Ceva Chief Executive Gideon Wertheizer said on Tuesday the second quarter was the first since 2009 that mobile handset sales dropped worldwide.
Ceva’s revenue from royalties was negatively impacted by pricing pressures in the 2G market and weakness at Nokia , an important end-customer for Ceva’s chips.
Companies such as Intel, Broadcom, Spreadtrum and ST Ericsson license Ceva’s technology to build chips known as digital signal processors (DSP).
The decline in 2G handset sales was as a result of economic weakness in developed countries, as well as lower demand in Asia, where customers are awaiting the launch of new and cheaper smartphones.

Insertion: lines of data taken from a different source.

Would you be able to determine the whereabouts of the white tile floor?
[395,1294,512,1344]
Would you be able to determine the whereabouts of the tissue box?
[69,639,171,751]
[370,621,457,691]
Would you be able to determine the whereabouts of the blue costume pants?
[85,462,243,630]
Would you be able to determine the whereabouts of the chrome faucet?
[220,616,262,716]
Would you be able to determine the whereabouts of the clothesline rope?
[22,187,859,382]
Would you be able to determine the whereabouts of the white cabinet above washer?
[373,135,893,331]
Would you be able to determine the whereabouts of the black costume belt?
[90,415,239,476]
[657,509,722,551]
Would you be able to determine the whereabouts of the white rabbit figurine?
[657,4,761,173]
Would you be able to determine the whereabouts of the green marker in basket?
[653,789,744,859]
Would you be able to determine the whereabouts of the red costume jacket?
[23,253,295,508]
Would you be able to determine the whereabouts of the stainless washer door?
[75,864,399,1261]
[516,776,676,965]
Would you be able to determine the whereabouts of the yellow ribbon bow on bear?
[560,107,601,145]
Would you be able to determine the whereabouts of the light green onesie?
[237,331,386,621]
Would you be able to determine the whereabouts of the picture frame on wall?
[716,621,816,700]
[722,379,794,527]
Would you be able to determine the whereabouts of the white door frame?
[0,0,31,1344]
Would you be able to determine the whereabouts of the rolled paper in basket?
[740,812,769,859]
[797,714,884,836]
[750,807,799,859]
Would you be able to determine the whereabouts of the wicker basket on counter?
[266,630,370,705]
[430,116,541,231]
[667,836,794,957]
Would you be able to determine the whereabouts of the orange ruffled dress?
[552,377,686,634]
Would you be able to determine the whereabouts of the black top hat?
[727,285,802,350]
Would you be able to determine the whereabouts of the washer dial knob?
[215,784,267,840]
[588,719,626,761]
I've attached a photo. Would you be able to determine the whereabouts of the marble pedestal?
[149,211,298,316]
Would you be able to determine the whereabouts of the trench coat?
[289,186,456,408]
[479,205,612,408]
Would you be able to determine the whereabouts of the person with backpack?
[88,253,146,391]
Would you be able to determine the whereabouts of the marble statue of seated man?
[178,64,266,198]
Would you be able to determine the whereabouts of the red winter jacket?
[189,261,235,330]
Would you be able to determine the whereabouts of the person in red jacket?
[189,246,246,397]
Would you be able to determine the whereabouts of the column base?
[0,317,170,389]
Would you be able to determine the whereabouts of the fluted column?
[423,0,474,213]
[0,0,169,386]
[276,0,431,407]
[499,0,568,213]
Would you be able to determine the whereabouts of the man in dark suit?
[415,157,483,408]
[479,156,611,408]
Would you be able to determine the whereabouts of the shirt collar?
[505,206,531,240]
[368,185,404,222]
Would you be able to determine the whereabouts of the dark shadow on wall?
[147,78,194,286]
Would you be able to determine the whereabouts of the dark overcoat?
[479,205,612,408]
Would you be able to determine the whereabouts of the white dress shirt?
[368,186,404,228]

Wertheizer said 3G phone sales fell 2 percent in the quarter though sales of smartphones based on Ceva’s chips rose 16 percent due to the launch of Samsung’s Galaxy S3 and the HTC One. He said he expects Ceva to continue to increase its share of the smartphone market as countries such as China move to 3G.
“While the competitive 2G market is experiencing pricing pressure, our volume growth in the lucrative 3G market during the quarter significantly outpaced that of the overall 3G space, as low and mid-range 3G smartphones gain traction,” Wertheizer said.
Wertheizer told Reuters in June he expects Ceva to double its share of the 3G market, where it competes mainly against Qualcomm, to 50 percent in three years.
Ceva said it now expects 2012 revenue of $51.9-$55.9 million and earnings per share excluding one-off items of 78 to 82 cents, below a May estimate of $57.2-$61.2 million in revenue and EPS of 87 to 99 cents.
Ceva’s shares were down 3.6 percent to $15.00 in early Nasdaq trade.
In May Ceva cut its 2012 earnings and revenue estimates due to weaker-than-expected sales at Nokia.
Ceva reported second quarter earnings per share excluding one-off items of 19 cents a share, compared with 22 cents a year earlier. Revenue fell 6 percent to $13.6 million.
The company was forecast to earn 17 cents a share on revenue of $13.5 million, according to Thomson Reuters I/B/E/S.
Ceva itself had forecast in May revenue of $13-$14 million and EPS excluding one-offs of 15 to 17 cents.
“The second quarter was the strongest licensing quarter in more than three and a half years,” Wertheizer said, pointing to a strategic licensing agreement with a top handset manufacturer for a range of 4G LTE (Long-Term Evolution) mobile phones.
The latest agreements form the foundation for future royalty growth, he said, adding he expects revenue from royalties to resume growing in the fourth quarter.
For the third quarter, Ceva forecast revenue of $11.8-$12.8 million and EPS excluding one-offs of 16 to 18 cents. Analysts had projected revenue of $14.45 million and EPS of 23 cents.